İttihat ve Terakki’nin Merkeziyetçi Politikaları
Tanzimat’tan İttihat ve Terakki’ye Devam Eden Süreç
İttihat ve Terakki Cemiyeti, Osmanlı Devleti’nin birliğini koruma amacıyla merkeziyetçi politikaları benimsedi. Gayrimüslim cemaatlere tanınan ayrıcalıkların devletin bütünlüğüne tehdit oluşturduğunu düşünerek, bu ayrıcalıkları sınırlamaya çalıştı.
Hukuk Birliği ve Yargı Sisteminde Reformlar
Cemiyet, yargı birliğini sağlamak amacıyla tüm mahkemelerin Adliye Nezareti’ne bağlanmasını istedi. Böylece, gayrimüslim cemaatlerin kendi dini mahkemeleri aracılığıyla yargı yetkisi kullanmasının önüne geçildi.
Dinî Liderlerin Yetkilerinin Sınırlandırılması
Dinî liderlerin, cemaatleri üzerindeki otoritelerinin sadece dini konularla sınırlı olması istendi. Özellikle Ermeni ve Rum patrikhanelerinin siyasi faaliyetlerine son verilmesi hedeflendi.
Sonuç
Birinci Dünya Savaşı dönemi, Osmanlı Devleti’nin gayrimüslim nüfusun idaresinde köklü değişikliklere gittiği bir dönem olmuştur. Savaşın getirdiği güvenlik endişeleri, devletin merkeziyetçi politikaları ve gayrimüslim cemaatlerin millî talepleri, bu değişikliklerin arkasındaki temel sebeplerdir. Hükümet, gayrimüslim cemaatlerin idari yapılarını yeniden düzenleyerek, devletin birliğini ve bütünlüğünü korumayı amaçlamıştır. Ancak bu süreçte alınan bazı kararlar, uluslararası alanda eleştirilere ve iç politikada gerginliklere yol açmıştır.
Kaynakça
– Güllü, R. E. (2015). 20. Yüzyıl Türkiye’sinde Gayrimüslimler ve Kurumları. İstanbul Üniversitesi Yayınları.

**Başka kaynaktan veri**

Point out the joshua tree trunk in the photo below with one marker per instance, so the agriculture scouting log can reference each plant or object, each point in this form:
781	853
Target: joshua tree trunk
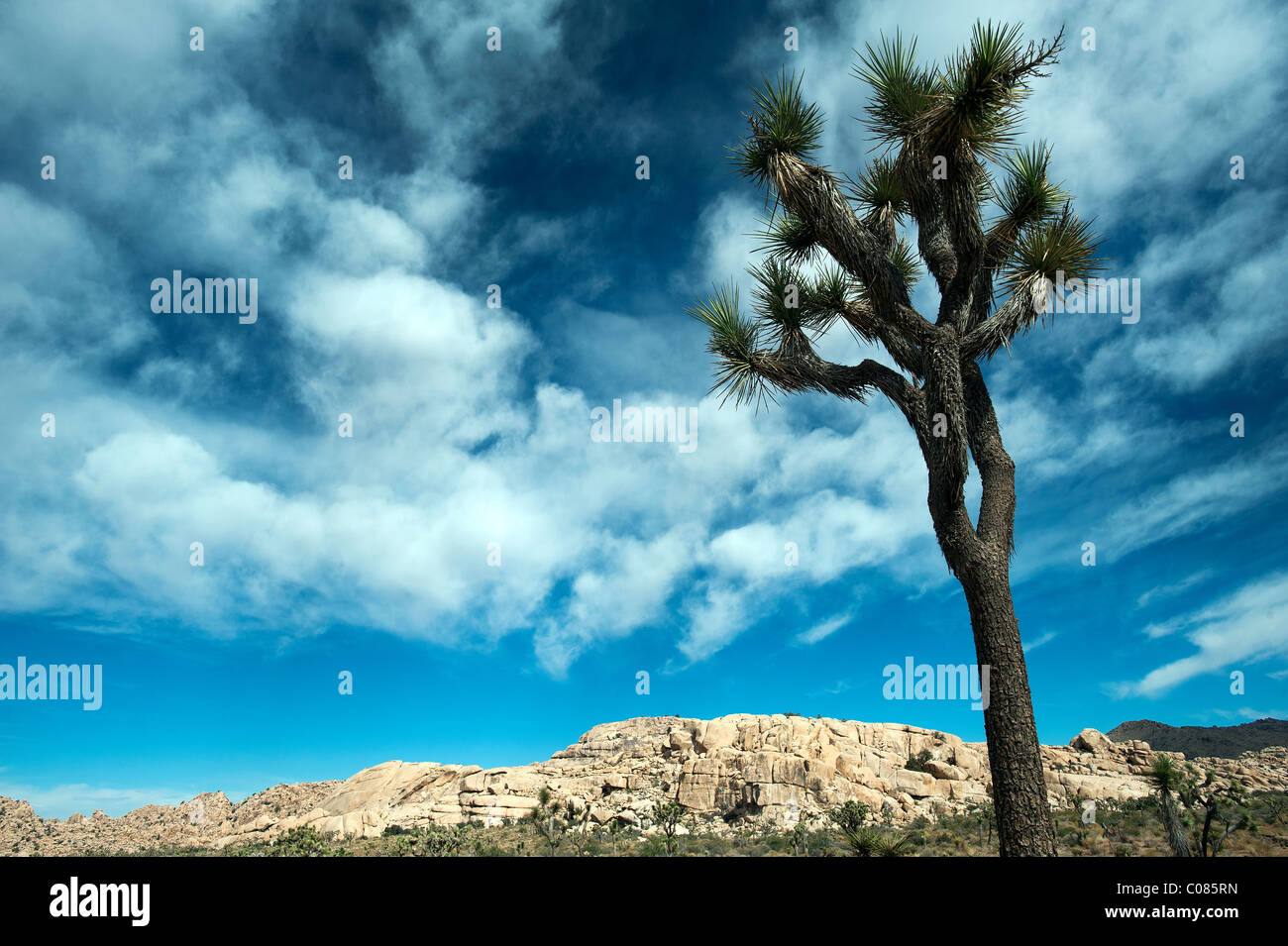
980	559
1014	755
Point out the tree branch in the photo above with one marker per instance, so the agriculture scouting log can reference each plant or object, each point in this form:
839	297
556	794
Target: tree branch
996	520
810	192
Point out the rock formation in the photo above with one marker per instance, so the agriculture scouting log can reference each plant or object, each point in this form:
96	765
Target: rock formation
768	770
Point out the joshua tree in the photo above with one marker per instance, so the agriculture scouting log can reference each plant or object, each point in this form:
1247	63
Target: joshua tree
948	152
546	817
1212	811
669	815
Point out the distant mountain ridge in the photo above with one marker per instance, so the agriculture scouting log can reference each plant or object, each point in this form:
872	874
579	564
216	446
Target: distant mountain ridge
1220	742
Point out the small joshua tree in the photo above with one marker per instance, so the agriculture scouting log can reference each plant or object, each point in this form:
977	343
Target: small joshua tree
948	136
669	815
546	817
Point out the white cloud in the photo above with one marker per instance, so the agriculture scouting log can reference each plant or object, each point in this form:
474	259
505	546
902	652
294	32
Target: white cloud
1241	628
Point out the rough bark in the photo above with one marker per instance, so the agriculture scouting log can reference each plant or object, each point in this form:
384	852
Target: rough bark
1024	824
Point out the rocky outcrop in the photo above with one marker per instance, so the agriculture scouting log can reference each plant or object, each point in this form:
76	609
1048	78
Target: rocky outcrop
768	770
1227	742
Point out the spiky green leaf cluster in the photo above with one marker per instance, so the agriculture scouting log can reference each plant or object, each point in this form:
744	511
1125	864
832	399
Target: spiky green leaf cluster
787	237
1064	246
880	189
978	94
782	123
907	261
733	341
780	296
901	89
1026	194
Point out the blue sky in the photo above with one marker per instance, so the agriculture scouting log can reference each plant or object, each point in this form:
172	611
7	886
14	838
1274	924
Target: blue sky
472	424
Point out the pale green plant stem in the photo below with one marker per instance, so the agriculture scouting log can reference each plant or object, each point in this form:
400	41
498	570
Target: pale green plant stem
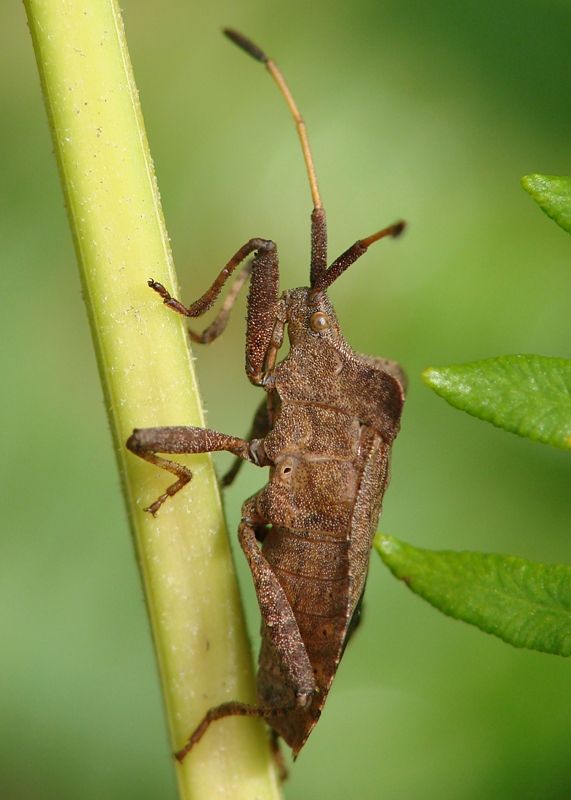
148	378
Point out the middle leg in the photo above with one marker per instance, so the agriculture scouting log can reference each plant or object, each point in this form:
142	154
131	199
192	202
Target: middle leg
147	442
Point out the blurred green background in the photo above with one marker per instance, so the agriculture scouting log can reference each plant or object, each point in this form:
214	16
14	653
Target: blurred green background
427	111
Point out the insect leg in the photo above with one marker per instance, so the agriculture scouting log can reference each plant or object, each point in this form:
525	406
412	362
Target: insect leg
261	426
204	303
147	442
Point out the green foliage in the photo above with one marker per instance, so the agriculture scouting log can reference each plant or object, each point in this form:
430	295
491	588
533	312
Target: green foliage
525	603
553	195
526	394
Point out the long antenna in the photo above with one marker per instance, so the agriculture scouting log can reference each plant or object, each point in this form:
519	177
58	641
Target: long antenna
253	50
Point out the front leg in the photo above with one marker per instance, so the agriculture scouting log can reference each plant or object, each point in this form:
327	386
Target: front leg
147	442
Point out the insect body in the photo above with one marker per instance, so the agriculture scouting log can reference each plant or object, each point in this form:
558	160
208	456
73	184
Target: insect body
325	430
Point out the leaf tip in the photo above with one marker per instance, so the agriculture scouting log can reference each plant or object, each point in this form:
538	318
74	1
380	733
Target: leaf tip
431	376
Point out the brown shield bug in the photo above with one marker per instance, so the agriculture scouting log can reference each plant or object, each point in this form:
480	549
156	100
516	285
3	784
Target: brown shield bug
325	430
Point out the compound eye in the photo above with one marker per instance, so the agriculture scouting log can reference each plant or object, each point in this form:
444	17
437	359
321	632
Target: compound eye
319	321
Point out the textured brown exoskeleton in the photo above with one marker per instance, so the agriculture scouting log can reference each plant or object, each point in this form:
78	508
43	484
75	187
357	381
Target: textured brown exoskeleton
325	430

– Bozkurt, G. (1996). Gayrimüslim Osmanlı Vatandaşlarının Hukuki Durumu. Türk Tarih Kurumu Yayınları.
– Efiloğlu, İ. (2011). Balkan Savaşları ve Osmanlı Rumları. Tarih Araştırmaları Dergisi.
– Süslü, A. (1990). Ermeniler ve 1915 Tehcir Olayı. Türk Tarih Kurumu Yayınları.